That did at least give the Hindsight a chance to live up to its name, with would-be FAS tourists given no choice but to look back on past glories - and horrors. The focal point was the FAS WhatsApp group, with regular tour-centric cricket trivia challenges:
After several months of this, the resumption of recreational cricket on July 11 technically meant the tour suddenly became viable, at least in theory; but very few clubs were in a position to get going straight away. After lots of deliberation there was a gradual convergence to a two-part tour spanning the August bank holiday and the following weekend . . .
. . . which, remarkably given the backdrop, went off pretty much without a hitch.
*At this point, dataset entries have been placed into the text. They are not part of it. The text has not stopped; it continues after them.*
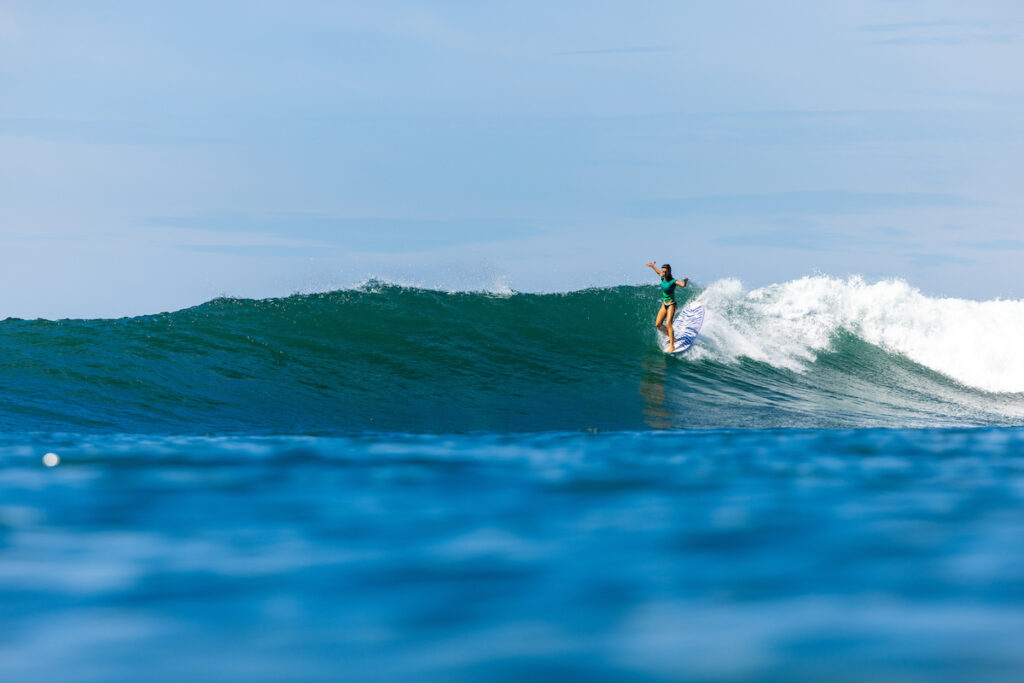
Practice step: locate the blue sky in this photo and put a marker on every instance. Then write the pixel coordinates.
(156, 155)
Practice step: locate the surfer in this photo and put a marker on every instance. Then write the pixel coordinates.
(668, 309)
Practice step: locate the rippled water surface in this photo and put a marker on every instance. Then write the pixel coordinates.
(695, 555)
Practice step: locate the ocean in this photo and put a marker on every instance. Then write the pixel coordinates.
(392, 483)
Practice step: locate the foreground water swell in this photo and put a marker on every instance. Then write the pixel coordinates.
(887, 555)
(816, 352)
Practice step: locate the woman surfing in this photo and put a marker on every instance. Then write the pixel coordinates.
(668, 309)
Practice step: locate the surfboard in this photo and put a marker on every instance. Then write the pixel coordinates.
(686, 327)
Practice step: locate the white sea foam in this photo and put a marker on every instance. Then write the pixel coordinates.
(977, 343)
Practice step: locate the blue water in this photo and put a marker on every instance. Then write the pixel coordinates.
(855, 517)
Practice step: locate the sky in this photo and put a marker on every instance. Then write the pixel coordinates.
(154, 155)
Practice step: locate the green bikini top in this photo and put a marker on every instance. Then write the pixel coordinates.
(669, 291)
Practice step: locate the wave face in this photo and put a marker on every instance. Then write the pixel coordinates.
(813, 352)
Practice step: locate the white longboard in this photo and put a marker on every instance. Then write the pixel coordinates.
(686, 327)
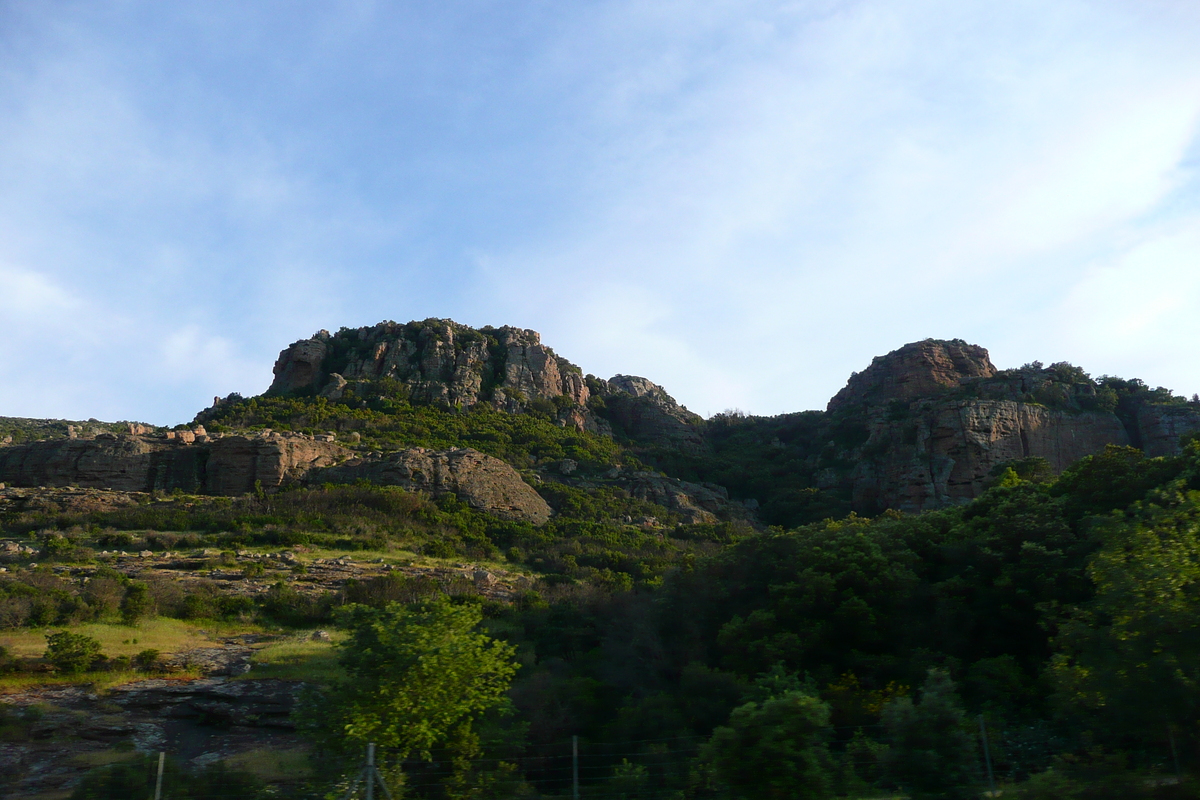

We got three games on the Cotswolds leg, based at Mill Dene as usual (but largely camping on various lawns rather than squeezed into attic rooms), followed by a two-game mini-tour based at Joss's new family home at Slip Mill in Kent. And, other than the use of industrial quantities of what we hoped wasn't just out-of-date lube every six overs, the games felt pretty normal - in particular in terms of results, with FAS once again undefeated. We started slowly, warming up with a rather tame draw at Temple Grafton, got into gear by beating Fladbury, Shipton-under-Wychwood and The Grannies by 5 wickets, 29 runs and 9 wickets, respectively, before winding down with what was in theory a relaxing internal game.
Early in the tour it was the old hands dominating: Jim Streeter was the stand-out batsman with 154 runs at 51.33, all but doubling the next best tally; and the bowling was dominated by Joss Dare (9 wickets at 11.11) and Joe White (6 wickets at 6.33), with possibly their best returns from any tour. You might think it couldn't last - and indeed it didn't, as the internal game seemed to be a bridge too far for many, as the tour finished with most tour veterans hobbling between their positions at the change of ends, all of which made Harry Houlder's sliding stops and flat throws stand out even more than usual. One result was that the youngters finally got a chance to shine, as Jamie Dare (78*) and Toby Reynolds (56*) made their first and second FAS half-centuries, respectively - and largely at the expense of their older relatives.
Still, given where we were a few months ago, a few aches and pains were a welcome sign that we'd actually got to play some cricket, something all the more appreciated given everything else going on in the world.